Settings

Theme

Show HN: Retake – Open-Source Hybrid Search for Postgres

github.com

88 points by philippemnoel 2 years ago · 23 comments · 2 min read

Reader

Hey HN! We're Phil and Ming, co-founders of Retake (https://github.com/getretake/retake). Retake is an open source tool that adds keyword and semantic (i.e hybrid) search to databases. We’ve started by extending the capabilities of Postgres with an SDK for lightning-fast queries.

We built Retake to fix two issues: keeping vectors in sync with Postgres in real time is difficult, and most vector databases aren’t built for hybrid search.

A quick refresher: “keyword search” refers to a technique where results are scored based on the appearance of exact words or terms. “Semantic search” uses vector embeddings to understand the meaning behind those words. Hybrid search combines these two approaches to enhance the precision and relevance of results.

To implement semantic or hybrid search today, most organizations run batch jobs that update their search engine or vector database using ETL tools or custom data pipelines. We’ve seen from firsthand experience how time-consuming and costly this can be, as moving vectors often requires re-embedding the entire data source.

We’ve also seen how many vector databases lack crucial features of “traditional” search: keyword-based (BM25) search, faceting/aggregations, highlighting, efficient filtering, etc.

Here’s how Retake works - our core is built on top of OpenSearch, which acts as a search engine and vector database. We leverage logical-replication-based Change Data Capture (CDC) to stay in sync with Postgres, so documents and vectors are updated incrementally and in real time. Finally, Python and Typescript SDKs make it easy to integrate Retake into your application. There’s no need to manage separate vector databases and search engines, upload and embed documents, or run expensive reindexing jobs. All you need to think about is writing search queries.

The easiest way to get started with Retake is by running our Docker Compose stack:

  git clone https://github.com/getretake/retake.git
  cd retake/docker && docker compose up
Retake is Apache licensed and our repo is here: https://github.com/getretake/retake. For next steps, see our quick start guide: https://docs.getretake.com/quickstart

We’d love your feedback on our solution to hybrid search. Our focus right now is on nailing the basics, but we’d also love to hear what you think we should focus on next.

pk19238 2 years ago

Does the sync handle deletes? In terms of we delete data from our Postgres database and it will delete from your database as well? Can see this integrating well with our pipeline since we're syncing data from postgres to our own vector database.

jph 2 years ago

Clever idea, good work!

You asked for feedback: I see opportunities for you to nail the basics, by focusing on the value proposition so business-oriented people understand why/how to buy, and on the the middle-tier architecture so technical people understand that you're akin to OpenSearch with Faiss & vectors that auto-update.
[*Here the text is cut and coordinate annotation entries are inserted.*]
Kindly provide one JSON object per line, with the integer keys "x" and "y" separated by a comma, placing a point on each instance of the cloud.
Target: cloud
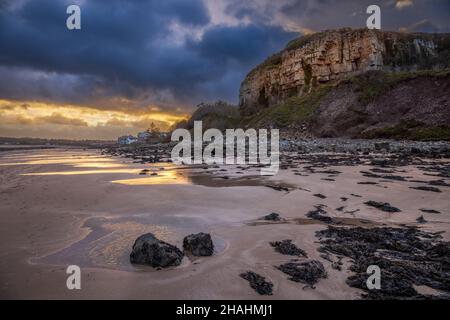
{"x": 134, "y": 56}
{"x": 401, "y": 4}
{"x": 421, "y": 26}
{"x": 59, "y": 119}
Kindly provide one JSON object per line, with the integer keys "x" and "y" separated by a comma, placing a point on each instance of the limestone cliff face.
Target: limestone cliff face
{"x": 312, "y": 60}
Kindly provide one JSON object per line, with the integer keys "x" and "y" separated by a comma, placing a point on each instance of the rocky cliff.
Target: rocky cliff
{"x": 315, "y": 60}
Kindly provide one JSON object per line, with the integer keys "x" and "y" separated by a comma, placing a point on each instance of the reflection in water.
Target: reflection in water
{"x": 98, "y": 165}
{"x": 62, "y": 160}
{"x": 81, "y": 172}
{"x": 162, "y": 177}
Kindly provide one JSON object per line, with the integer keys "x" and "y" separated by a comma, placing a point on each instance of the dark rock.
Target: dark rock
{"x": 272, "y": 217}
{"x": 288, "y": 248}
{"x": 258, "y": 283}
{"x": 199, "y": 244}
{"x": 147, "y": 249}
{"x": 382, "y": 206}
{"x": 380, "y": 162}
{"x": 424, "y": 188}
{"x": 421, "y": 219}
{"x": 277, "y": 188}
{"x": 305, "y": 272}
{"x": 408, "y": 257}
{"x": 430, "y": 211}
{"x": 319, "y": 214}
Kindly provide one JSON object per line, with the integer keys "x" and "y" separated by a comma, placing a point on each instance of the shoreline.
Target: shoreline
{"x": 223, "y": 207}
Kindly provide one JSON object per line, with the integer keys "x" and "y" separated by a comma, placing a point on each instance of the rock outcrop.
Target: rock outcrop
{"x": 320, "y": 58}
{"x": 148, "y": 250}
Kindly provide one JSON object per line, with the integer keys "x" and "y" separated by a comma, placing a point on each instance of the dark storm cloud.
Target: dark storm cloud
{"x": 124, "y": 49}
{"x": 395, "y": 14}
{"x": 169, "y": 53}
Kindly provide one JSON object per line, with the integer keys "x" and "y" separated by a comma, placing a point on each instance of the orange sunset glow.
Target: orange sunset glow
{"x": 35, "y": 119}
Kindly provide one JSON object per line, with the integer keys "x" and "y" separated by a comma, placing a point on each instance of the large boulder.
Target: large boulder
{"x": 199, "y": 244}
{"x": 149, "y": 250}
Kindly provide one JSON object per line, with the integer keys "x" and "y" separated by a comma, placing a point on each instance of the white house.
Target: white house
{"x": 127, "y": 139}
{"x": 144, "y": 136}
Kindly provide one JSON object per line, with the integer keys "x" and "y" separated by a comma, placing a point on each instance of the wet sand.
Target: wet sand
{"x": 66, "y": 206}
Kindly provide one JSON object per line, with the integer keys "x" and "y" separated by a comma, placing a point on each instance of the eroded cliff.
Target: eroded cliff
{"x": 322, "y": 58}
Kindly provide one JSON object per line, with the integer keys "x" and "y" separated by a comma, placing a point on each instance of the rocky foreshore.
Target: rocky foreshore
{"x": 362, "y": 146}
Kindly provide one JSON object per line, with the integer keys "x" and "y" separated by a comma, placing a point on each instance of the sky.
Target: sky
{"x": 141, "y": 61}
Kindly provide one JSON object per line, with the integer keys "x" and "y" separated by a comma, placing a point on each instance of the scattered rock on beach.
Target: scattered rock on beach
{"x": 258, "y": 283}
{"x": 430, "y": 211}
{"x": 319, "y": 214}
{"x": 199, "y": 244}
{"x": 425, "y": 188}
{"x": 286, "y": 247}
{"x": 272, "y": 217}
{"x": 421, "y": 219}
{"x": 408, "y": 257}
{"x": 309, "y": 272}
{"x": 383, "y": 206}
{"x": 149, "y": 250}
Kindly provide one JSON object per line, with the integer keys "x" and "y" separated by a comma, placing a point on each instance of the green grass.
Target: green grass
{"x": 371, "y": 85}
{"x": 292, "y": 110}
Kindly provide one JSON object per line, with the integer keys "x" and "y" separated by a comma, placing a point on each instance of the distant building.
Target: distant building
{"x": 127, "y": 140}
{"x": 144, "y": 136}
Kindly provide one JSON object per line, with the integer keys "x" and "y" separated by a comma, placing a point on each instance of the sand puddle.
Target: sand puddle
{"x": 109, "y": 242}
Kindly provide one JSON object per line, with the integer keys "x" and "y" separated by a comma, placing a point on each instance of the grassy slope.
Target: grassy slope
{"x": 368, "y": 87}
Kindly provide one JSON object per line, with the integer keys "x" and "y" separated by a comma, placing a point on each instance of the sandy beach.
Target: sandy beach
{"x": 65, "y": 207}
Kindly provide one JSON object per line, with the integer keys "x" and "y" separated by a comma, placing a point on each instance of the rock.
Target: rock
{"x": 430, "y": 211}
{"x": 319, "y": 214}
{"x": 380, "y": 162}
{"x": 408, "y": 257}
{"x": 286, "y": 247}
{"x": 258, "y": 283}
{"x": 199, "y": 244}
{"x": 421, "y": 219}
{"x": 305, "y": 272}
{"x": 382, "y": 146}
{"x": 147, "y": 249}
{"x": 272, "y": 217}
{"x": 382, "y": 206}
{"x": 424, "y": 188}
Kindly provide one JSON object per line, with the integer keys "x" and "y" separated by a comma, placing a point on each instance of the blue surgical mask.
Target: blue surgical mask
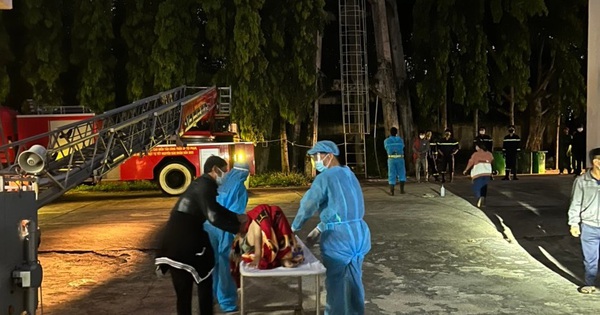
{"x": 220, "y": 178}
{"x": 320, "y": 166}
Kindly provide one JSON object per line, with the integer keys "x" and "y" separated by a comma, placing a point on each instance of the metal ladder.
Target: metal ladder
{"x": 224, "y": 101}
{"x": 354, "y": 83}
{"x": 92, "y": 147}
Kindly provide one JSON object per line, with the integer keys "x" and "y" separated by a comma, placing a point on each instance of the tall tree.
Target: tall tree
{"x": 510, "y": 52}
{"x": 44, "y": 59}
{"x": 268, "y": 49}
{"x": 6, "y": 57}
{"x": 385, "y": 81}
{"x": 92, "y": 52}
{"x": 557, "y": 78}
{"x": 173, "y": 58}
{"x": 138, "y": 33}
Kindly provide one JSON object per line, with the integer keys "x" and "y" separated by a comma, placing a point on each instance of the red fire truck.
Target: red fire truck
{"x": 172, "y": 164}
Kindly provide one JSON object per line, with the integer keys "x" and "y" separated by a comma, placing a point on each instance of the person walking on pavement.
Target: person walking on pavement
{"x": 579, "y": 150}
{"x": 186, "y": 251}
{"x": 584, "y": 219}
{"x": 345, "y": 238}
{"x": 485, "y": 139}
{"x": 482, "y": 137}
{"x": 394, "y": 145}
{"x": 447, "y": 148}
{"x": 564, "y": 151}
{"x": 510, "y": 146}
{"x": 421, "y": 151}
{"x": 233, "y": 195}
{"x": 481, "y": 173}
{"x": 432, "y": 155}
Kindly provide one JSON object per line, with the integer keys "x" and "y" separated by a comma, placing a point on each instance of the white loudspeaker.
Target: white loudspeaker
{"x": 33, "y": 160}
{"x": 5, "y": 4}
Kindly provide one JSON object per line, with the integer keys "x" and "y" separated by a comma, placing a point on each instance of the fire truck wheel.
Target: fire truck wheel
{"x": 174, "y": 178}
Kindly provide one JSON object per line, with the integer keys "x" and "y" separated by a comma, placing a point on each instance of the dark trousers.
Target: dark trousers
{"x": 564, "y": 162}
{"x": 183, "y": 283}
{"x": 480, "y": 186}
{"x": 511, "y": 163}
{"x": 431, "y": 163}
{"x": 590, "y": 242}
{"x": 447, "y": 164}
{"x": 578, "y": 163}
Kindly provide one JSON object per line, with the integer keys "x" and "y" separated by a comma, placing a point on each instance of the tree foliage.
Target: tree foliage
{"x": 138, "y": 33}
{"x": 6, "y": 56}
{"x": 44, "y": 58}
{"x": 92, "y": 52}
{"x": 268, "y": 48}
{"x": 172, "y": 62}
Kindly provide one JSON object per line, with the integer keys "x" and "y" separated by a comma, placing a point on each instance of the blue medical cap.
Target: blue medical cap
{"x": 242, "y": 166}
{"x": 325, "y": 146}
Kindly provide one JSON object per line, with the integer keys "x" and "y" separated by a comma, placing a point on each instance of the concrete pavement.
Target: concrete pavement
{"x": 430, "y": 255}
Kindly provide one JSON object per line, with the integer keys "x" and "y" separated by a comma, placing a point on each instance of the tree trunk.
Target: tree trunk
{"x": 476, "y": 122}
{"x": 444, "y": 110}
{"x": 309, "y": 170}
{"x": 285, "y": 160}
{"x": 384, "y": 79}
{"x": 512, "y": 105}
{"x": 296, "y": 149}
{"x": 403, "y": 95}
{"x": 536, "y": 126}
{"x": 262, "y": 152}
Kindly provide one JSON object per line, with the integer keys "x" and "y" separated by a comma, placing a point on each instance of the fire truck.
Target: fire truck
{"x": 173, "y": 164}
{"x": 168, "y": 134}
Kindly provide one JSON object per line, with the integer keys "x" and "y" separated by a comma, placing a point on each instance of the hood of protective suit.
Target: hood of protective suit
{"x": 233, "y": 194}
{"x": 395, "y": 139}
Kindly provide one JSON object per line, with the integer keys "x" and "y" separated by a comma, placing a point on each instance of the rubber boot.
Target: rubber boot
{"x": 506, "y": 174}
{"x": 481, "y": 202}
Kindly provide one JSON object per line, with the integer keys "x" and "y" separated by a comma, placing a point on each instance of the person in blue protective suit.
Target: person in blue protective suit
{"x": 394, "y": 145}
{"x": 233, "y": 196}
{"x": 344, "y": 236}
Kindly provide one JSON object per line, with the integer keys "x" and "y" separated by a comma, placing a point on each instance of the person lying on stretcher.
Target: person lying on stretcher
{"x": 267, "y": 241}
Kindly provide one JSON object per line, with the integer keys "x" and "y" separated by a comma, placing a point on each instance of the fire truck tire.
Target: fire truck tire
{"x": 174, "y": 178}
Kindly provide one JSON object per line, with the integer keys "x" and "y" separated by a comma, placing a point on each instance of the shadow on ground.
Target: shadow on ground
{"x": 534, "y": 208}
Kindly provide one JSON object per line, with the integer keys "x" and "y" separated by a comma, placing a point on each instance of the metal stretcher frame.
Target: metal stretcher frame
{"x": 310, "y": 267}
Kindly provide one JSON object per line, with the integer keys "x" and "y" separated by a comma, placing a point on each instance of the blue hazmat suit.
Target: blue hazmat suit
{"x": 233, "y": 196}
{"x": 394, "y": 146}
{"x": 345, "y": 237}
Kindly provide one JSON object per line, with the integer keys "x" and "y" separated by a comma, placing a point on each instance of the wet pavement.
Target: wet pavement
{"x": 430, "y": 254}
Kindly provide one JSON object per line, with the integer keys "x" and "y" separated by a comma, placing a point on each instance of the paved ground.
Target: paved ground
{"x": 430, "y": 255}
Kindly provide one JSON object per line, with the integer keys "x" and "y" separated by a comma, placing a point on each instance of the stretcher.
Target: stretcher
{"x": 310, "y": 267}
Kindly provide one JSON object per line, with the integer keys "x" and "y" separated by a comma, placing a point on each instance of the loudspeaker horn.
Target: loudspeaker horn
{"x": 33, "y": 160}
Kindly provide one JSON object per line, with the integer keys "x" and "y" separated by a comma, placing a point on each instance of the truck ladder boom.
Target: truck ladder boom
{"x": 92, "y": 147}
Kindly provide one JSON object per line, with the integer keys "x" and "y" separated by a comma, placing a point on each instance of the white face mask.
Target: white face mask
{"x": 220, "y": 178}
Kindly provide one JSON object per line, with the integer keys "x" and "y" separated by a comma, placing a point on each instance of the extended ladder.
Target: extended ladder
{"x": 355, "y": 83}
{"x": 92, "y": 147}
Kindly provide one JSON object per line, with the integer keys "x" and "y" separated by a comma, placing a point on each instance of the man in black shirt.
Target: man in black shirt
{"x": 186, "y": 251}
{"x": 447, "y": 148}
{"x": 510, "y": 146}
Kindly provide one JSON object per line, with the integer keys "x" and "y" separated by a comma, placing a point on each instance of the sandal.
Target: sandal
{"x": 588, "y": 289}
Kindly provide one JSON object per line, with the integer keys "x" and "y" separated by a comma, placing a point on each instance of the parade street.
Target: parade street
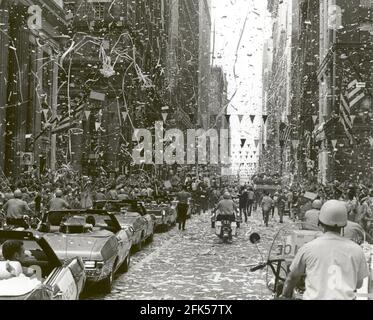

My understanding (and please clarify as you wish) of what I've read on your site is this: you're selling the hosted version for enterprises at a price to be discussed with your sales team, and the architecture is something like this...

  ┌──────────────┐    ┌───────────────┐    ┌──────────────┐
  │Search SDK    │    │Search Engine  │    │Data Source   │
  │• Typescript  │    │• OpenSearch   │    │• Postgres    │
  │• Python      │    │• Faiss, KNN   │    │• MySQL (?)   │
  │• Java (soon) │◀──▶│• Keyword, BM25│◀──▶│• Oracle (?)  │
  │• Go (soon)   │    │• Auto-update  │    │• Mongo (?)   │
  │• Etc.        │    │• Etc.         │    │• Etc.        │
  └──────────────┘    └───────────────┘    └──────────────┘
  • pnoel 2 years ago

    That's a nice diagram! Yeah that's roughly it. We'll be adding support for more sources of truth in the future to expand coverage, like the ones you mention but also NoSQL like MongoDB

    • isaacfung 2 years ago

      So are you guys using faiss instead of the vector search of postgres?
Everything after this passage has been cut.